Pouring the girls a bit more tea from their china set, I continued, "The poet Coleridge's most famous poem was 'Kublai Khan.' He was smoking opium and reading about the Khan in 1797 in an isolated farmhouse when he fell asleep and dreamed he composed a poem 200 to 300 lines long. Coleridge awoke and immediately began writing it down until he was interrupted at line 54 by a bill collector. But by the time he got rid of the fellow, he'd forgotten the rest of the poem.

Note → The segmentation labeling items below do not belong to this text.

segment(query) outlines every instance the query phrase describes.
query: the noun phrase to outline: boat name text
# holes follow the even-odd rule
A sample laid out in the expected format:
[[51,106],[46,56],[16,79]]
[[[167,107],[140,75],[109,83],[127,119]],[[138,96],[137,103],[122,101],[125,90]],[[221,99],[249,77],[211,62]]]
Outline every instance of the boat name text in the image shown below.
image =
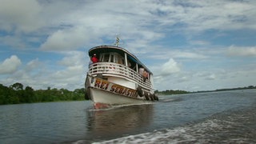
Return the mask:
[[110,83],[107,81],[99,79],[99,78],[95,78],[95,82],[94,85],[94,87],[96,88],[100,88],[112,93],[122,94],[124,96],[128,96],[128,97],[135,97],[136,95],[136,90],[129,89],[124,86],[122,86],[120,85],[116,85],[114,83]]

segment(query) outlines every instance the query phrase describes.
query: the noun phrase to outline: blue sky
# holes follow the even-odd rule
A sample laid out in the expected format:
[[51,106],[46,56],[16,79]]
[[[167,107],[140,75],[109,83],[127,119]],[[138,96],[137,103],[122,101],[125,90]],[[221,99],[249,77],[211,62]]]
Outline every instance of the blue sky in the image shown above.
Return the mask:
[[119,45],[155,90],[256,85],[254,0],[1,0],[0,83],[82,88],[90,48]]

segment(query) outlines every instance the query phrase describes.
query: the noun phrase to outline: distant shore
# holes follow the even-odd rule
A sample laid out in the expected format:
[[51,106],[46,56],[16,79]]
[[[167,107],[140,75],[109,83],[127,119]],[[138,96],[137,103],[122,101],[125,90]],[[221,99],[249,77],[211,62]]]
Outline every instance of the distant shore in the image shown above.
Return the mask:
[[256,89],[256,86],[249,86],[245,87],[237,87],[237,88],[226,88],[226,89],[217,89],[214,90],[200,90],[200,91],[185,91],[185,90],[166,90],[164,91],[155,90],[155,94],[161,95],[171,95],[171,94],[190,94],[190,93],[206,93],[206,92],[216,92],[216,91],[229,91],[229,90],[250,90],[250,89]]

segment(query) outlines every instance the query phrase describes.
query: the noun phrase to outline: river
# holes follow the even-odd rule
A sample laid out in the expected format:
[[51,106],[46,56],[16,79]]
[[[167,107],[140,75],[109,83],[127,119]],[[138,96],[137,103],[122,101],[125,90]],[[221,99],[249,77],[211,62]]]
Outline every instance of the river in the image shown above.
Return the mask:
[[159,98],[100,110],[90,101],[0,106],[0,143],[256,143],[256,90]]

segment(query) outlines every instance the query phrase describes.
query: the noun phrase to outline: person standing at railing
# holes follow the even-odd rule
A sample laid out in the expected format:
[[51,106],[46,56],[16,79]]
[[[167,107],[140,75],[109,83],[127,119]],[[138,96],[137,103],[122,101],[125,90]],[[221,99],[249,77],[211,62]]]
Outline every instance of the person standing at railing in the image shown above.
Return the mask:
[[91,58],[91,61],[93,62],[93,63],[98,62],[98,58],[96,56],[96,54],[94,54],[93,58]]
[[[93,58],[90,58],[90,61],[92,62],[93,64],[98,62],[98,58],[96,56],[96,54],[94,54],[94,56],[93,56]],[[97,66],[97,64],[93,65],[93,66],[94,67],[93,72],[96,73],[97,72],[96,70],[97,70],[98,67],[95,67],[95,66]]]

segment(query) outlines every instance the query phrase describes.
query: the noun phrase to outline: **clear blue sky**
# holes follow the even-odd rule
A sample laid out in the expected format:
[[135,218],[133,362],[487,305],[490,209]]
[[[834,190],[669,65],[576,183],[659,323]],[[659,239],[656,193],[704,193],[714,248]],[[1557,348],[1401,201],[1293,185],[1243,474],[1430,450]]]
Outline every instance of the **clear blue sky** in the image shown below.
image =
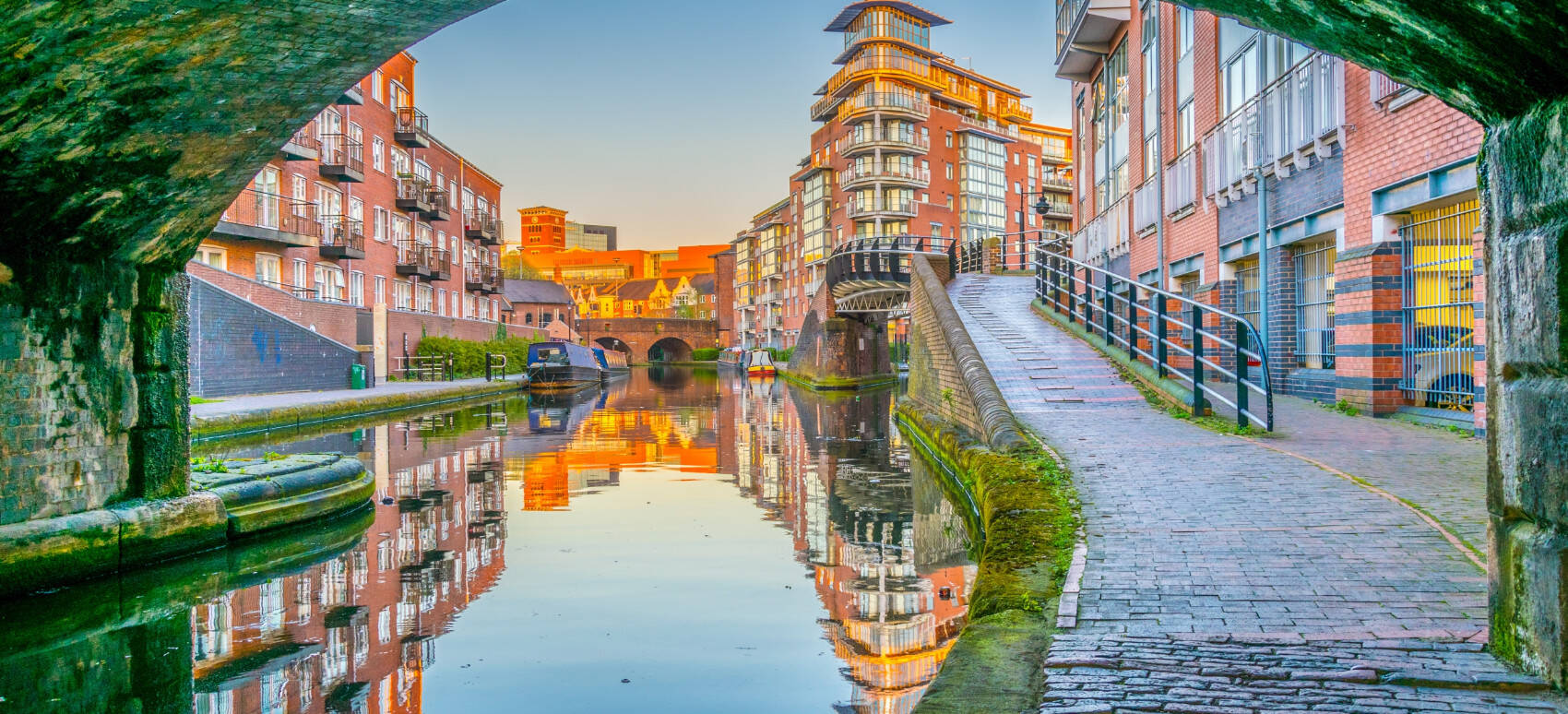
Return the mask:
[[[547,204],[621,228],[626,248],[729,242],[789,193],[806,113],[836,69],[840,0],[508,0],[412,47],[431,130]],[[1051,0],[925,0],[931,46],[1068,122]]]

"The same thing almost happened to Otto Loewi, the German pharmacologist, while investigating the transmission of nerve impulses in frog muscles. He was stuck at one point until he woke from a dream in which both the theory and experiment to test it were revealed to him. He jotted down some notes and went happily back to sleep. But in the morning he couldn't read his writing or remember the dream.
"The next night the same dream came to Otto and this time he leaped out of bed, rushed to his laboratory and by daybreak had discovered the chemical transmission of nerve impulses, which later won him the 1936 Nobel Prize in medicine."
I must admit that as even a keen of minds that my granddaughters are, their attention sometimes drifts with the more abstract discussions - so I often interject a bit of frivolity.
"You know your great-uncle Heinie would continually dream about being a chicken," I recently highlighted some of their family history. "It got to the point that he was a nervous wreck. He'd wake up perched on the dresser in a nest of shredded sheets and blankets. It got so he was afraid to fall asleep."
I again had their attention.
"I was quite the reader as a child and my Aunt Hilda finally asked if I could find a way to cure him. It took a summer of research at the public library and scrounging through boxes of old books at garage sales, but I finally found a mildewed tome written by an obscure doctor who'd fled Albania for practicing an eccentric sect of the Ottoman Empire, I believe it was Bektashism," I continued. "I was just beginning treatment when my aunt changed her mind and asked me to stop."
'Why would she do that?" Amira wanted to know, her eyes big and round.
I paused for effect and then answered, "She said they needed the eggs."